What is the probability of drawing a 10, jack, queen, king, and ace of all the same suit from 5 random cards given that one card drawn is an ace of spades?
Solution
Let $R$ denote the event that the hand is a royal flush and let $S_A$ be the event that one card is ace of spades.
Clearly, $$P(R) = \frac{4}{{52}\choose{5}}.$$
Now we intuition we see that
$$P(R|S_A) = {{51}\choose{4}}^{-1},$$
because there are only 51 cards left after $S_A$.

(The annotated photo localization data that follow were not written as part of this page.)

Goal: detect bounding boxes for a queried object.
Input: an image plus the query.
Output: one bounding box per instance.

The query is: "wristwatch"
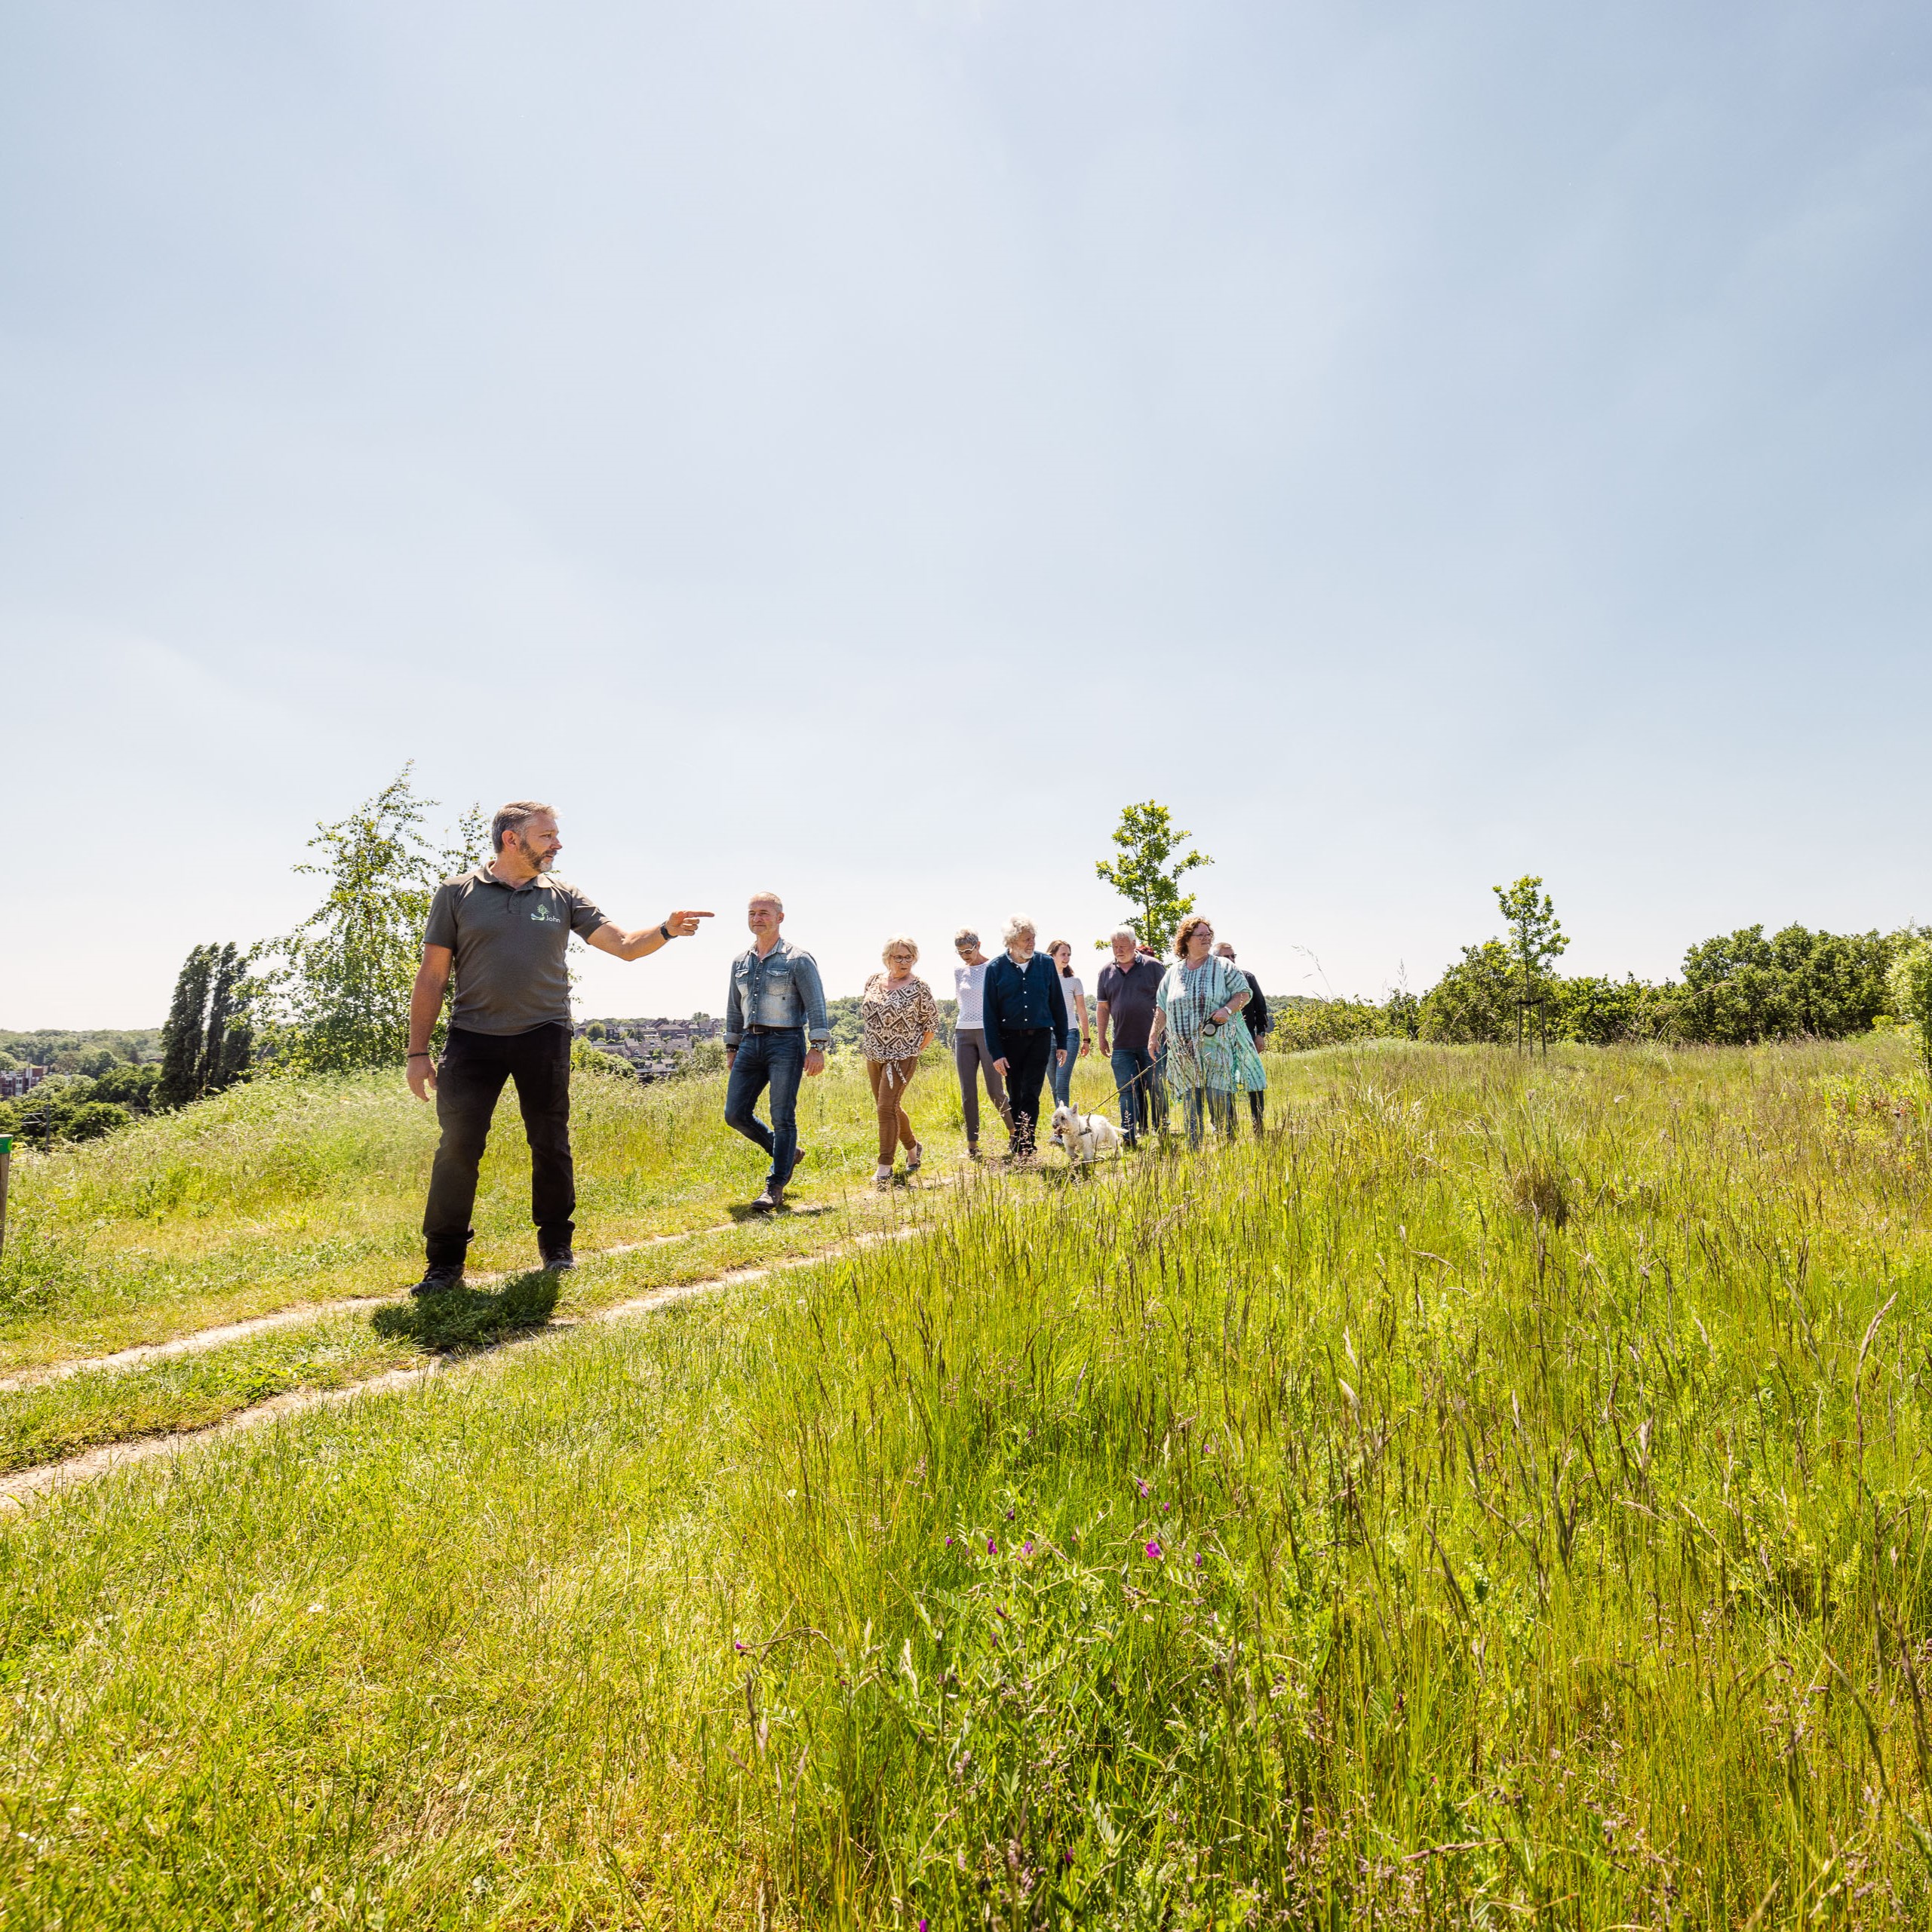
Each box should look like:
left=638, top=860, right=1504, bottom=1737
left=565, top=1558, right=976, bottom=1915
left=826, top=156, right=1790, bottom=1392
left=659, top=921, right=672, bottom=942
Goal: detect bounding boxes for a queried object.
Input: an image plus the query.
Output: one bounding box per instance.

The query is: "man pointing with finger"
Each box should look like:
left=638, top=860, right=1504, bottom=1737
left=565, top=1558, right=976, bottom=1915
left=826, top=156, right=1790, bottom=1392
left=406, top=800, right=711, bottom=1295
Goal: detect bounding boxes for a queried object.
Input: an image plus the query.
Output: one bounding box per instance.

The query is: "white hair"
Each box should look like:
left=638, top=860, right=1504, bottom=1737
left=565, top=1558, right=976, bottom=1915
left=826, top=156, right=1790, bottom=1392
left=953, top=926, right=980, bottom=948
left=748, top=889, right=785, bottom=914
left=1003, top=914, right=1036, bottom=944
left=1110, top=926, right=1139, bottom=944
left=882, top=932, right=920, bottom=963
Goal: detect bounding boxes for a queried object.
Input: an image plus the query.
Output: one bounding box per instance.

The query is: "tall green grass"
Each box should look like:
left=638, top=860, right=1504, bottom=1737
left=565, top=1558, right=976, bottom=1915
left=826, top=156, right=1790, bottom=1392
left=3, top=1040, right=1930, bottom=1926
left=0, top=1052, right=1003, bottom=1369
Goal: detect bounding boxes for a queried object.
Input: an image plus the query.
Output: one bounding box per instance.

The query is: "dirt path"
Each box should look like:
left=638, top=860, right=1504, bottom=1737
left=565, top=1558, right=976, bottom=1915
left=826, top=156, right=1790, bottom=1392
left=0, top=1218, right=936, bottom=1508
left=0, top=1214, right=813, bottom=1392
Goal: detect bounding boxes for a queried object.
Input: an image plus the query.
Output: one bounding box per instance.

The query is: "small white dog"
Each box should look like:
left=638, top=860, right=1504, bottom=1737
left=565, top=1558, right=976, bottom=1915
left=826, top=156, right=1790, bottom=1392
left=1049, top=1103, right=1121, bottom=1165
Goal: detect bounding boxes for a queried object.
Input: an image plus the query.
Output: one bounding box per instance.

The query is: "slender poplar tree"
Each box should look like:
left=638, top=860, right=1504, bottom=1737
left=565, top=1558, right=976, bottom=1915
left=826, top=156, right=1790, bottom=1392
left=195, top=944, right=256, bottom=1096
left=155, top=946, right=214, bottom=1109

Now let us compute this conditional probability using the usual definition. The textbook (Stirzaker, Elementary Prob., 2nd ed, p. 53) correctly says:
$$P(R|S_A) = \frac{P(R\cap S_A)}{P(S_A)}=\frac{{{52}\choose{5}}^{-1}}{{{51}\choose{4}}\big/{{52}\choose{5}}}.$$
Now, while I see that $P(R\cap S_A) = {{52}\choose{5}}^{-1}$ I would say that $P(S_A) = 1/52 \neq {{51}\choose{4}}\big/{{52}\choose{5}},$ because there is only one ace of spades in a standard deck of 52 cards. But this does not give the correct conditional probability of $R$ given $S_A$. What am I missing?
Best Answer
Your $1/52$ is effectively the probability that the first card is ace of spades.
Consider $P(S_A)$ when drawing the cards one by one where the order matters. Since we are considering the probability and not the number of permutations, this will be equivalent to the "draw $5$ cards at once" where the order doesn't matter.
The probability that the first card is ace of spades is $\frac1{52}$. Then the following cards don't matter so $\frac1{52} \cdot 1 \cdot 1 \cdot 1 \cdot 1 = \frac1{52}$.
The probability that the second card is ace of spades is $\frac{51}{52} \cdot \frac{1}{51}$ and then the following cards don't matter so $\frac{51}{52} \cdot \frac1{51} \cdot 1 \cdot 1 \cdot 1 = \frac1{52}$ .
Similarly, the probability that the third card is ace of spades is $\frac{51}{52} \cdot \frac{50}{51} \cdot \frac1{50} \cdot 1 \cdot 1 = \frac1{52}$.
The probability that aces of spades appears on the 4th and 5th draw are also $\frac1{52}$.
The five situations listed above are disjoint, thus $\frac1{52} + \frac1{52} +\frac1{52} +\frac1{52} +\frac1{52} = \frac5{52}$, which is also ${{51}\choose{4}}\big/{{52}\choose{5}}$.
When one wants to take the approach of "draw $5$ cards at once" where the order doesn't matter, the denominator must be ${{52}\choose{5}}$ and the numerator shall be the number of combinations of whatever event is requested. One cannot directly obtain $\frac1{52}$ under this approach.